Just click on the one where you’ll be and a webpage will open listing any stoppages for that region (if your region isn’t listed then, yay, there aren’t any navigation closures there!). If you’re not quite sure which region your planned cruise falls in to please take a look at this map.
Please note that in the past if you’ve wanted stoppage notices for the Leicester line, and associated arms, then these were selected separately (rather than as part of the Grand Union Canal). However this has been changed so if you are planning on cruising the GU and want to receive notices for the Leicester Line then please log in to your MyTrust account and check the box next to Leicester Line which you’ll now find under the GU. If you already receive them you’ll continue doing so.
When any restrictions to navigation happen, we get them up on to our website as soon as we can – always best to have a scan before you set off for a cruise. If you have any questions about a specific closure then you’ll find the email addresses for our regional offices on our contacts page.
- River Canal Rescue (RCR) is asking people to vote online for the company and help it win the People’s Choice category at this year’s Midlands Family Business Awards.
- In the last edition I mentioned the use of ash buckets and that hot ashes should not be dumped in or under hedgerows.
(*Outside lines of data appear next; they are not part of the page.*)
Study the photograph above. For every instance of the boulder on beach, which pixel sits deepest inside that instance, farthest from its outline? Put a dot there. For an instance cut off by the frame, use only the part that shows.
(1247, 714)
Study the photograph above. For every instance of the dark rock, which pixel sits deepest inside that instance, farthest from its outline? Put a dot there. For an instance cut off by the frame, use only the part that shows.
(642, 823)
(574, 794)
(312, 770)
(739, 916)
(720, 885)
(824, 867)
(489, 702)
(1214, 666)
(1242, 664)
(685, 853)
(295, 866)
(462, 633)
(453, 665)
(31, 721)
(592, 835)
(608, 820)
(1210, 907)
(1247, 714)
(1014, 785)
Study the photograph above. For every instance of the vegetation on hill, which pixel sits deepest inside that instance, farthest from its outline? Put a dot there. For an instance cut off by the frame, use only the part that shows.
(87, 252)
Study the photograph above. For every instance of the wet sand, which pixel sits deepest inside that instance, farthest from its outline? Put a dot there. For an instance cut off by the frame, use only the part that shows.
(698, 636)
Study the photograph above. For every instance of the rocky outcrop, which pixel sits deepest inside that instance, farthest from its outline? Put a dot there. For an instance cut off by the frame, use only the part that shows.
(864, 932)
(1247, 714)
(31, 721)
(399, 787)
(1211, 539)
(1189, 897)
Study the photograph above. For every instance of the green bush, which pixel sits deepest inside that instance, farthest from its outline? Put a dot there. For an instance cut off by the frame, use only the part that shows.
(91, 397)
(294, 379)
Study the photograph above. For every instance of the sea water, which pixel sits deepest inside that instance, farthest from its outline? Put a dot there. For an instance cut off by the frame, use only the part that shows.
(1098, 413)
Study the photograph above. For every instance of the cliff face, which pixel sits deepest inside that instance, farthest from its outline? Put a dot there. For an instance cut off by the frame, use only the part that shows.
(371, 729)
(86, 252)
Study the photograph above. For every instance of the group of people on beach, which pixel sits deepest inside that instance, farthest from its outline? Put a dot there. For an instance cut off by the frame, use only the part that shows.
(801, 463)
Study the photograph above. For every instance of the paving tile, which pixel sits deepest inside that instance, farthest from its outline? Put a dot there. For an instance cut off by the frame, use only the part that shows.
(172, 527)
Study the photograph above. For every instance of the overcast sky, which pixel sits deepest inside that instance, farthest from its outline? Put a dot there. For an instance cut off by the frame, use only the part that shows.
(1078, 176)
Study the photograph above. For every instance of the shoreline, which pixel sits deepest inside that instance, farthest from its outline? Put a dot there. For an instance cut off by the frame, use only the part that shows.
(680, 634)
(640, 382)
A couple of boaters have rightly pointed out that I should have been clearer – once full of hot ash, buckets or caddies should not be kept inside your boat as they will be giving off Carbon Monoxide (CO). Instead they should be left in the open air on a heat resistant surface and not anywhere that will permit the emitted CO to be blown into your boat.
- Congratulations go to Ivor Caplan who has been elected as the new chair of the Inland Waterways Association.
- Congratulations also go to the oldest working steam engines in the world at Crofton Beam Engines. It has been awarded more than £500,000 from the Heritage Lottery Fund (HLF) to help secure the future of the steam driven engines once used (and occasionally still does) to raise the summit level of the Kennet & Avon Canal.
- If you cruise the Tamworth area please note that due to the imminent relocation of our old Fazeley office to central Birmingham, the customer bins have already been removed and the Elsan facility is likely to close in the near future. We appreciate that these are key facilities so the local team wants to thank those in the area for their patience and make you aware that they are close to agreeing alternative facilities close by.
- After receiving reports of 'knock off' versions I thought you'd appreciate a head's up - if you want a pump out card (or sanitary station key, for that matter) that works please don’t buy cheap copies. Either get them directly from us or one of a limited number of chandleries who sell items on our behalf and, if you’re not sure, give us a call (0303 040 4040).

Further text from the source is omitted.